In rotary machining, cutting tools are generally designed as axisymmetric structures to ensure dynamic balance. Traditional longitudinal–bending composite ultrasonic vibration horns with single-source excitation feature non-axisymmetric configurations due to the eccentric placement of mass blocks. Owing to the significant mass eccentricity, such horns cannot achieve dynamic balance merely by adjusting counterweight holes. As a result, these longitudinal–bending composite vibration horns are unsuitable for application in rotary ultrasonic vibration-assisted grinding (RUVAG) systems. However, various non-axisymmetric structures, such as those resembling cam-crank mechanisms, have been successfully utilized in rotary motion. These configurations achieve dynamic balance through ingenious structural designs and strategic spatial distribution. Inspired by this principle, a novel design was proposed to enable longitudinal–bending composite vibration in a non-axisymmetric horn structure, while simultaneously satisfying the dynamic balancing requirements during rotation. By integrating dynamic balancing theory with wave theory, the horn structure was mathematically modeled and optimized through finite element analysis.
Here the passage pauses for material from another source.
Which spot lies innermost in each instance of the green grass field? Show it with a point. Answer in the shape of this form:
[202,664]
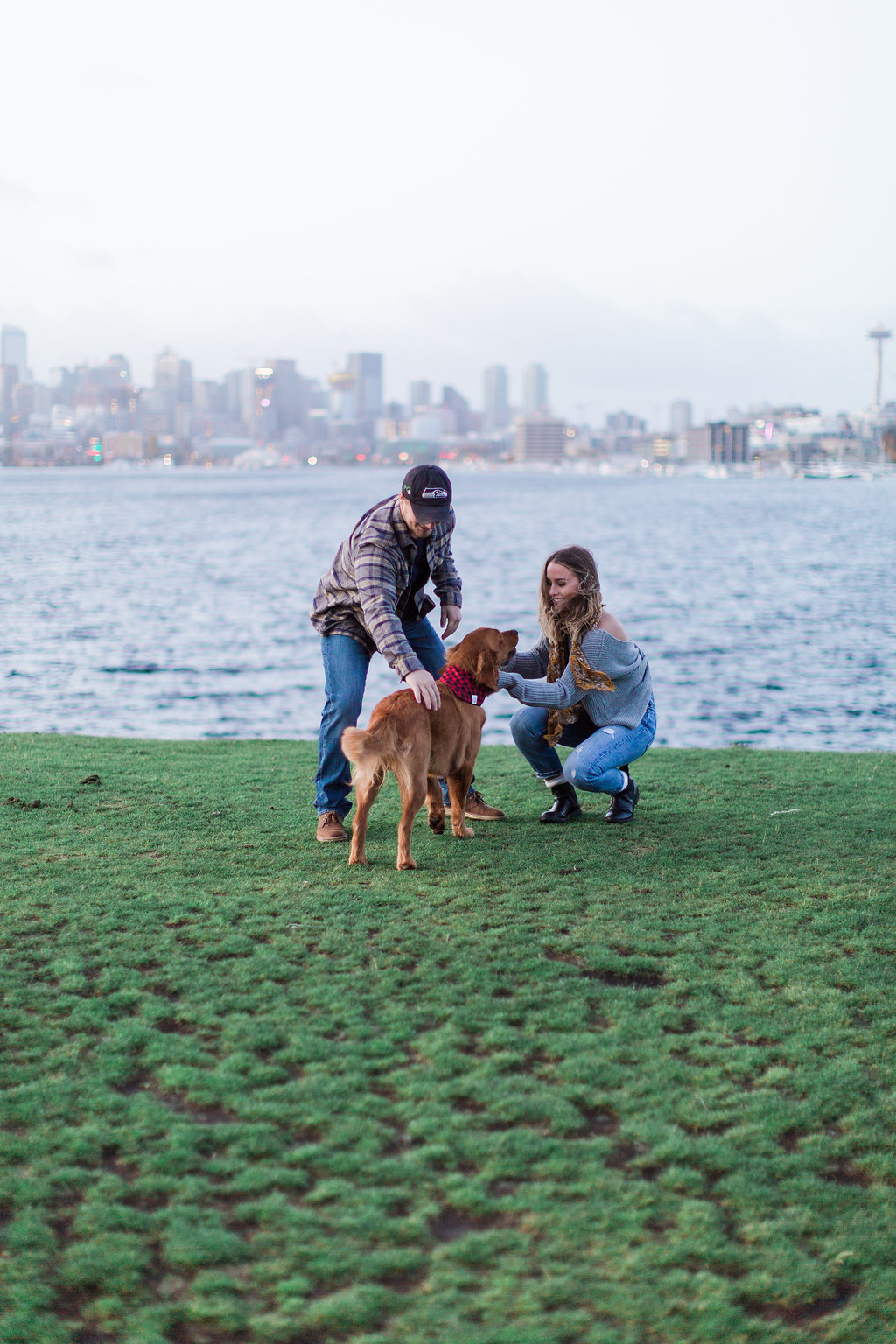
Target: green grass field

Experimental investigations were conducted to validate the vibration performance of the horn and to evaluate the effects of cam geometry and ultrasonic generator power on its vibration behavior. In the present study, two cam-profile horns with distinct geometric dimensions were designed and manufactured. The experimentally measured resonant frequencies were 21,640 Hz and 21,517 Hz, exhibiting relative errors of 0.478 % and 0.728 %, respectively, when compared to the simulated results. The measured longitudinal vibration amplitudes were 1.74 μm and 5.14 μm, while the corresponding bending amplitudes were 0.24 μm and 2.89 μm. The relative errors between the experimental and simulated amplitudes were 7.15 %, 8.86 %, 11.11 %, and 13.77 %, respectively. Experimental results demonstrate that the cam dimensions of the cam-profile horn significantly influence both longitudinal and bending vibration amplitudes. Specifically, increasing the cam ratio leads to enhanced vibration amplitudes. Moreover, elevating the output power of the ultrasonic generator further amplifies both modes of vibration. The proposed cam-profile horn exhibits superior vibration performance and precise amplitude controllable capability.